Есть люди, которые говорят, что поскольку очень трудно и даже почти невозможно найти человека столь совершенного, каким я желал бы видеть придворного, то излишне его и описывать, ибо пустое дело обучать тому, чему нельзя научиться. Им я отвечаю, что предпочту заблуждаться вместе с Платоном, Ксенофонтом и Марком Туллием, рассуждавшими об умопостигаемом мире и идеях, среди которых, по их мнению, существуют идеи совершенного государства, совершенного государя, совершенного оратора15: ибо в нем также существует и идея совершенного придворного. Если я и не смог приблизиться к его образу пером, то хотя бы меньше труда потребуется от придворных, чтобы делами приблизиться к тому пределу и конечной цели, которую я предложил им в своем сочинении; и если при этом они не смогут достичь того совершенства (в чем бы оно ни состояло), которое я попытался изобразить, тот, кто более других к нему приблизится, будет наиболее совершенным, — так же, как если из многих лучников, стрелявших в одну мишень, никто не попал в середину, тот, кто к этому был ближе других, и является, без сомнения, лучшим. Иные же говорят, что я решил изобразить себя самого, уверив себя, будто во мне есть все те свойства, которые я приписываю придворному. Отвечая им, не хочу отрицать, что я стремился достичь всего, что хотел бы видеть в придворном; думаю, тот, кто не имеет некоторого опытного знания о вещах, рассматриваемых в книге, едва ли смог бы и писать о них, каким бы он ни был эрудитом. Но я не настолько чужд здравого суждения о себе, чтобы возомнить, будто я опытом знаю все, чего способен пожелать.
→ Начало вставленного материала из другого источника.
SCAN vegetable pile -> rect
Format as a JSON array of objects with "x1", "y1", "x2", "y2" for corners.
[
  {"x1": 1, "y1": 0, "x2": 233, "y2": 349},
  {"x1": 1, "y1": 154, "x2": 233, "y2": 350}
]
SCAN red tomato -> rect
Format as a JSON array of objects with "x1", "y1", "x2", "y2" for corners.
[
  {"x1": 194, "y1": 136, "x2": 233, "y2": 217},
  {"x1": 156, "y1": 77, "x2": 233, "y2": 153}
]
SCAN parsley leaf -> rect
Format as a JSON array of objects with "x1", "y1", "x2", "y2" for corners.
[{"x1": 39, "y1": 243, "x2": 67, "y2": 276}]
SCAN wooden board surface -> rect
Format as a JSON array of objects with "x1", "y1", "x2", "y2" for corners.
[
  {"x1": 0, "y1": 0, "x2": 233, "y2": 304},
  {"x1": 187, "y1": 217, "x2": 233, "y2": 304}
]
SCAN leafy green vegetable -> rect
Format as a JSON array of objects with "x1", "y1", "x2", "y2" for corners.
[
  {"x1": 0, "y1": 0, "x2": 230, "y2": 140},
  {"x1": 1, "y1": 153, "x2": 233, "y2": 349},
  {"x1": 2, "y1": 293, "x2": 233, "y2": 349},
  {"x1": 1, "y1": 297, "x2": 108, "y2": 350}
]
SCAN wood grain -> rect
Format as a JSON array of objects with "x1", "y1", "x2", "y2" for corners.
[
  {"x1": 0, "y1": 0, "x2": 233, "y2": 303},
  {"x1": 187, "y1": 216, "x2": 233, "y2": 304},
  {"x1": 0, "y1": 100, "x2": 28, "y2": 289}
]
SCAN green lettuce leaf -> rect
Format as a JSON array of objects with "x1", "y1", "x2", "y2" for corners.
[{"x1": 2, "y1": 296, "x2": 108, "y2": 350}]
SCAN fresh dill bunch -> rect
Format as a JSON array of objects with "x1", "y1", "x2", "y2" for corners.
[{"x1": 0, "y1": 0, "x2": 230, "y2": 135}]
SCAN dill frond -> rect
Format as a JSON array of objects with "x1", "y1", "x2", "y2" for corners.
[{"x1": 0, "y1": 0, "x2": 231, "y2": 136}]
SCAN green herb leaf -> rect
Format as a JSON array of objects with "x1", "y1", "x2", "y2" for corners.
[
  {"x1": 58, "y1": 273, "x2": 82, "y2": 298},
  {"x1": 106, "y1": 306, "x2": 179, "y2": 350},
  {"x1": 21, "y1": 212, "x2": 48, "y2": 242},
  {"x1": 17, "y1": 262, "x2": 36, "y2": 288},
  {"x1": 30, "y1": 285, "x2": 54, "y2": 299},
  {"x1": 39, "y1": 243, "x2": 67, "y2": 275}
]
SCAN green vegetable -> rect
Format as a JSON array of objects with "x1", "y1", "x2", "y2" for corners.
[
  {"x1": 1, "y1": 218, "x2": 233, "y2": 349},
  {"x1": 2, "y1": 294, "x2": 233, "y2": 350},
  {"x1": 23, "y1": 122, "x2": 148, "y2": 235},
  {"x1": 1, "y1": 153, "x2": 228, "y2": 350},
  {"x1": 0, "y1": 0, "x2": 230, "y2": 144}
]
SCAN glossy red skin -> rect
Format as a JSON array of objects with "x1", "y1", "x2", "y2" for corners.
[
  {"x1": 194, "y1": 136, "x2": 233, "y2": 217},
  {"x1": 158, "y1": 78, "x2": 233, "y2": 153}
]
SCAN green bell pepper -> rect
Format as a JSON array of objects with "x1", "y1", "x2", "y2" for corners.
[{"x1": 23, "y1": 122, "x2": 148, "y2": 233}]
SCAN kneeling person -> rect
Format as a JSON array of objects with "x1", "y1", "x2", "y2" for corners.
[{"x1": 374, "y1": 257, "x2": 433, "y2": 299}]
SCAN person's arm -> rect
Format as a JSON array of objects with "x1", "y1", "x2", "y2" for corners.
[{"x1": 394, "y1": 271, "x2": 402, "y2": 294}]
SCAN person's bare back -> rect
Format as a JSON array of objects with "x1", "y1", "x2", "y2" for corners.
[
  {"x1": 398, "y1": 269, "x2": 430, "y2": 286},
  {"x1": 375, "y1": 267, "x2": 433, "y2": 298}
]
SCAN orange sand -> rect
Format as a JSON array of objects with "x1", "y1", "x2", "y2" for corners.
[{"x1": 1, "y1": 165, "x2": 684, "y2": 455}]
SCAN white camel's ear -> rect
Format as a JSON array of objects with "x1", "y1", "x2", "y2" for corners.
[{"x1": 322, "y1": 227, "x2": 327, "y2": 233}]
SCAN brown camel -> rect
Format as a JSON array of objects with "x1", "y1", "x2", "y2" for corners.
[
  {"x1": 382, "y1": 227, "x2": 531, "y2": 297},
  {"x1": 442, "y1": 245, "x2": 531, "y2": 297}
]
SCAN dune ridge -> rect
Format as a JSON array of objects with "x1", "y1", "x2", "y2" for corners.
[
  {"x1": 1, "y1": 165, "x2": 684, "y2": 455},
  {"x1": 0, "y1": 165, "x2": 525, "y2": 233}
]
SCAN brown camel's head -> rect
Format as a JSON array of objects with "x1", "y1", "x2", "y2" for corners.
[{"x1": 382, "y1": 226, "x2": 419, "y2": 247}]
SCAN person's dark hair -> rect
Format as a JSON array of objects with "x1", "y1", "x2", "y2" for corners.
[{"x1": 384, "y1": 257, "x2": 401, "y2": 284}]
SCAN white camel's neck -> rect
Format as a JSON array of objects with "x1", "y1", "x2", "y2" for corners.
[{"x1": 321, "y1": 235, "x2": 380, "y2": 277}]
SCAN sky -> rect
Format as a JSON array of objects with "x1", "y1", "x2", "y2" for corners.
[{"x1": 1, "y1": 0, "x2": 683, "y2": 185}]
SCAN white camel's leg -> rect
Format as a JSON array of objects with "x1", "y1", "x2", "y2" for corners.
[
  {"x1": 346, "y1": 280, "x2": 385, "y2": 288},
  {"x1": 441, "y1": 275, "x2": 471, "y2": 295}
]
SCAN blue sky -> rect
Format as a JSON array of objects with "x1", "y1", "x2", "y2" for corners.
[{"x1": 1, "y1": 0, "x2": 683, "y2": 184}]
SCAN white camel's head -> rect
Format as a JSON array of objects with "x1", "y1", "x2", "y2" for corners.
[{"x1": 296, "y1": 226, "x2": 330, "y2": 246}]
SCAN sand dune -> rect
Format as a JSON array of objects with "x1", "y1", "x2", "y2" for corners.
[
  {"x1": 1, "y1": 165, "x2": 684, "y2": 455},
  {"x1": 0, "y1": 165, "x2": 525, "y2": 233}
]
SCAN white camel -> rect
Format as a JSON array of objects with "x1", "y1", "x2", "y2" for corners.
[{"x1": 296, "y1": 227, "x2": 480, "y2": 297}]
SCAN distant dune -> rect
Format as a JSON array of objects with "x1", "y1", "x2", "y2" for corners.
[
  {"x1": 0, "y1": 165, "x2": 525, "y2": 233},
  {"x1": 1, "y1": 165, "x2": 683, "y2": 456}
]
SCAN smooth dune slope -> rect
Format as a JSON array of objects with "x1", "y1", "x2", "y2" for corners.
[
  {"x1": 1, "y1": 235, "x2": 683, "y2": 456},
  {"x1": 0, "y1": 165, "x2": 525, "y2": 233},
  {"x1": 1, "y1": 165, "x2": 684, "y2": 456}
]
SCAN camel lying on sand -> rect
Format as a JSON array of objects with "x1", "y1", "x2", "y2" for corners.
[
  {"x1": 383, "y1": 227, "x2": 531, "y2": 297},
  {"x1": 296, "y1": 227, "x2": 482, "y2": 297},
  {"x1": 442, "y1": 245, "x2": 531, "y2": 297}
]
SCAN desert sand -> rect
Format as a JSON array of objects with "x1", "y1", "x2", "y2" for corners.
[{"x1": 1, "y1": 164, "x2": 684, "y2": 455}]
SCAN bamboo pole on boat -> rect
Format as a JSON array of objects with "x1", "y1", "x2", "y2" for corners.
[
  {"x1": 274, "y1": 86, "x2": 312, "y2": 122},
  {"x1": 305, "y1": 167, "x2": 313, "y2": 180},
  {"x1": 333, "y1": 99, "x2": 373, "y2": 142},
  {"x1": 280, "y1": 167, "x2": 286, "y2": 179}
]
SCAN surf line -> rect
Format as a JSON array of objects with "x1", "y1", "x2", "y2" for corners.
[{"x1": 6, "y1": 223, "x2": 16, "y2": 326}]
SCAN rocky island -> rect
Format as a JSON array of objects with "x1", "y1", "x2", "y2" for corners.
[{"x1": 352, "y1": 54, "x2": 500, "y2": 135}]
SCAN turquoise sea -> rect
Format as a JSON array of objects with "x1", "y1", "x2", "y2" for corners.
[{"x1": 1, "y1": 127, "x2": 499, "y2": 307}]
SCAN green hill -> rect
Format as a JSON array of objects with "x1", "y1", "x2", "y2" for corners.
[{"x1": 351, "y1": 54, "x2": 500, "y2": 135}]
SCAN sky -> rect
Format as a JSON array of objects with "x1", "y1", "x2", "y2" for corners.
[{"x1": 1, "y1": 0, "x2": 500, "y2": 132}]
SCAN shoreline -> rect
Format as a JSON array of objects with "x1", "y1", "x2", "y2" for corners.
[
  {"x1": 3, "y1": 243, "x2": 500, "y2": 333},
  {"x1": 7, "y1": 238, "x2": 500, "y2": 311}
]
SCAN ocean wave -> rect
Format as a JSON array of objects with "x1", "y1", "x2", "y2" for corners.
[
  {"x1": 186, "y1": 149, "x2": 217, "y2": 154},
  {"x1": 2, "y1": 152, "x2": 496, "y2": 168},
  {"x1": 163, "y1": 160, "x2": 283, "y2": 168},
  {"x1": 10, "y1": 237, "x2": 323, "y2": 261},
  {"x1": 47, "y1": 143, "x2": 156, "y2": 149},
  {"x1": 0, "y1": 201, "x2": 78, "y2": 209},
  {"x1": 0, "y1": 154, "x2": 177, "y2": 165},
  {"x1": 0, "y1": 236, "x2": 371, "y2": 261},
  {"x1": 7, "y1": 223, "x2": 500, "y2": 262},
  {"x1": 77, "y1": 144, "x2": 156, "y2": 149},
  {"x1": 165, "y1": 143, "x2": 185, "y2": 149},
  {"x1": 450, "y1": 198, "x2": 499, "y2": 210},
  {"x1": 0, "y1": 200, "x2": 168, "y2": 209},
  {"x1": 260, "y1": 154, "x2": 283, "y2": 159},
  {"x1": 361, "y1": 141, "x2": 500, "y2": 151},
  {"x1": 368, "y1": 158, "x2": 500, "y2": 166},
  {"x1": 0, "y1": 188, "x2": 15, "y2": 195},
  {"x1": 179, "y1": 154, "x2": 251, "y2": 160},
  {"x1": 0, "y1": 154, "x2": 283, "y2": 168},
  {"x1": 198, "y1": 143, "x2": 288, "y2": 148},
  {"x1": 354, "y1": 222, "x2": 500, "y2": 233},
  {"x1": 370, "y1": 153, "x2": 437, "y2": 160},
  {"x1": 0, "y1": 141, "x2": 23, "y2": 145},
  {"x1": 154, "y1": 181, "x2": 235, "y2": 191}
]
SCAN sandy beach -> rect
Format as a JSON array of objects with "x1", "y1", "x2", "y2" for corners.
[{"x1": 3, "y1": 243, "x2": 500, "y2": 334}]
Покамест же защиту от этих обвинений (а возможно, и от многих других) я вверяю суду общего мнения, поскольку чаще всего публика, даже не зная чего-то в совершенстве, природным инстинктом чувствует некий дух, исходящий от доброго и от дурного, и, даже не умея привести какой-то довод, одно с удовольствием принимает и любит, а другое отвергает и ненавидит. Так что, если книга в целом будет одобрена, я сочту ее удачной и достойной жить; если же не будет, сочту неудачной и буду думать о ней как о достойной забвения. И если даже общим судом мои обвинители не будут удовлетворены, то пусть хотя бы довольствуются судом времени, которое выводит в конце концов на свет скрытые изъяны всякой вещи и, будучи отцом истины16 и нелицеприятным судьей, по всегдашнему своему обыкновению, выносит правый приговор о жизни или смерти написанного.

Бальд. Кастильоне


1 Мигел да Силва (ок. 1480–1556) — португальский аристократ, граф. Посол португальского короля в Риме с 1514 г., с 1526 г. — епископ Визеу, в 1539 г. получил сан кардинала. Обвиненный в измене королем Жоаном III, был лишен португальского подданства, но продолжал успешную карьеру при папском дворе до конца жизни. Был известен широкой гуманистической образованностью.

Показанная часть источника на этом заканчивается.